The constant barrage of rain has come at the chagrin of a lot of Alaskans in Southcentral this summer.
But Jenni Trissel, of Homer, said it’s been awesome for Alaskans harvesting berries and mushrooms.
“It’s been great. The ferns are happier. The trees are happier,” she said. “Everything has been soaking it up this year in the wild.”
Trissel has been foraging since her family moved to Alaska when she was a teenager. She said it’s something that’s brought her a lot of joy — especially at times when she struggled to make ends meet.

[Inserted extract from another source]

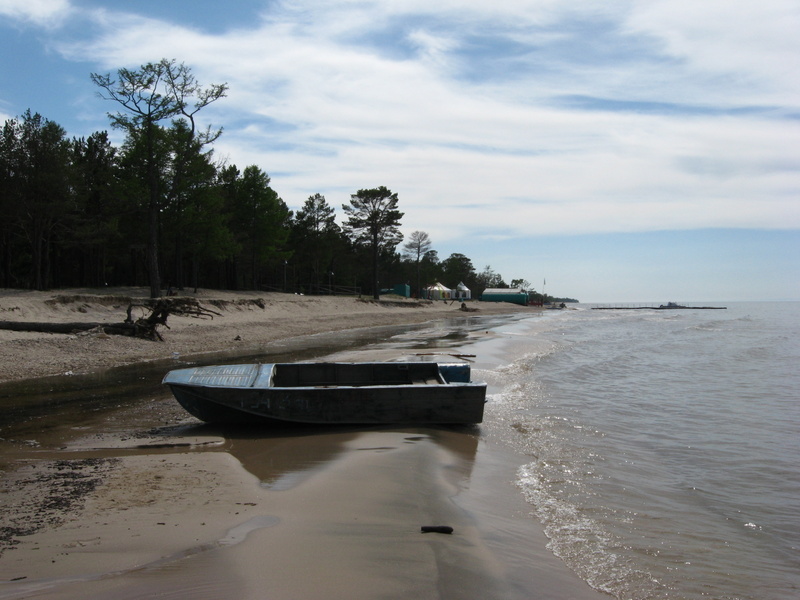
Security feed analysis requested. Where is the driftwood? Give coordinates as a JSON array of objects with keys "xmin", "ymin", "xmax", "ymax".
[{"xmin": 0, "ymin": 297, "xmax": 220, "ymax": 342}]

“I fell in love with the fact that I had resources at my hands, no matter what my circumstances were,” she said.
Today, she incorporates her wild harvests into her soaps, salves and teas as Kachemak Naturals — formerly called Sip & Soak, when she lived in Sterling and founded the company five years ago.
This year was Trissel’s first teaching foraging classes. She said she saw a mismatch between the food insecurity in Alaska and the bounty the state has to offer.
“If we’re able to bring it back down to that simple, basic level, there’s no reason for there to be as much food insecurity in this state as we have,” Trissel said.
She’s already wrapped up her last classes of the summer. But she said there’s still plenty to harvest on the Kenai Peninsula come fall.
“Even come this time of year, when everything looks like it’s dying, we have berries,” Trissel said. “We have high-bush cranberries, we have rosehips. We have lingonberries and we have crowberries.”
Many berries become sweeter after the first frost.
Trissel said the best place to search for high-bush cranberries is among old-growth birch. Right now, their leaves are bright red and are easier to spot.
Low-bush cranberries, or lingonberries, prefer acidic soils, in deeper mosses around spruce trees.
“And they make the most beautiful Thanksgiving cranberry sauce ever. I haven’t bought cranberry sauce in so many years,” Trissel said.
Crowberries often grow near lingonberries and can be found in larger patches up high, like in Turnagain Pass, Trissel said. She said some berry leaves also make good teas, as do barks, like cramp bark — found on high-bush plants.
“We can honestly even find greens this time of year, especially around maintained lawns and such because things regrow more often,” Trissel said. ‘You can harvest your dandelion greens and your plantain greens and blanch them and freeze them just like you would a spinach.”
Trissel said she’s also been picking pounds of mushrooms, like late-season oyster mushrooms and turkey tails.
Turkey tails grow on decomposing trees, like dead birch, and have immune-boosting properties. Trissel dries hers and uses them in teas, as well.
She does a lot of dehydrating.
“When it comes to foods, you want to use a dehydrator because our lovely, moist summer — especially this year — contributes to molds and other issues,” Trissel said.
Trissel’s pantry is full of dehydrated mushrooms. She uses a dehydrator but she said you can also use an oven, turned to a low setting over the course of several hours.
She also cans a lot of her harvest. She’ll freeze berries and rhubarb now and then can the plants later on, when the busy season has wound down, for use in syrups or jellies
Freezing fruit can add flavor.
“The freezer will sweeten things up for you,” Trissel said.
And the harvest doesn’t stop when the cold sets in. Some medicinal plants like chaga mushrooms and usnea are ideally plucked in the winter. And springtime is best for fiddlehead ferns and fireweed shoots.
Tia Holley with Indigenous Herbals said local barks can be repurposed, too. Wormwood can be found on the shoreline, along the beach in Nikiski. She said people will dry it and use it in teas, or turn it into salves, like she does.
She said there are also over 20 types of willow bark in the area. Willow can be used to reduce inflammation and treat pain.
Regardless of the harvest, and of the season, Trissel said she tries to take no more than a third of what she finds.
“That way, it stays sustainable,” she said. “And you can always go back and have a healthy patch every year.”
The University of Alaska Fairbanks Cooperative Extension Service also has pamphlets on foraging available on its website, here.
Tanaina Plantlore by Prescilla Russell Kari also catalogs the ways in which Dena’ina people have been foraging in the area for generations. A free copy of that book is available online.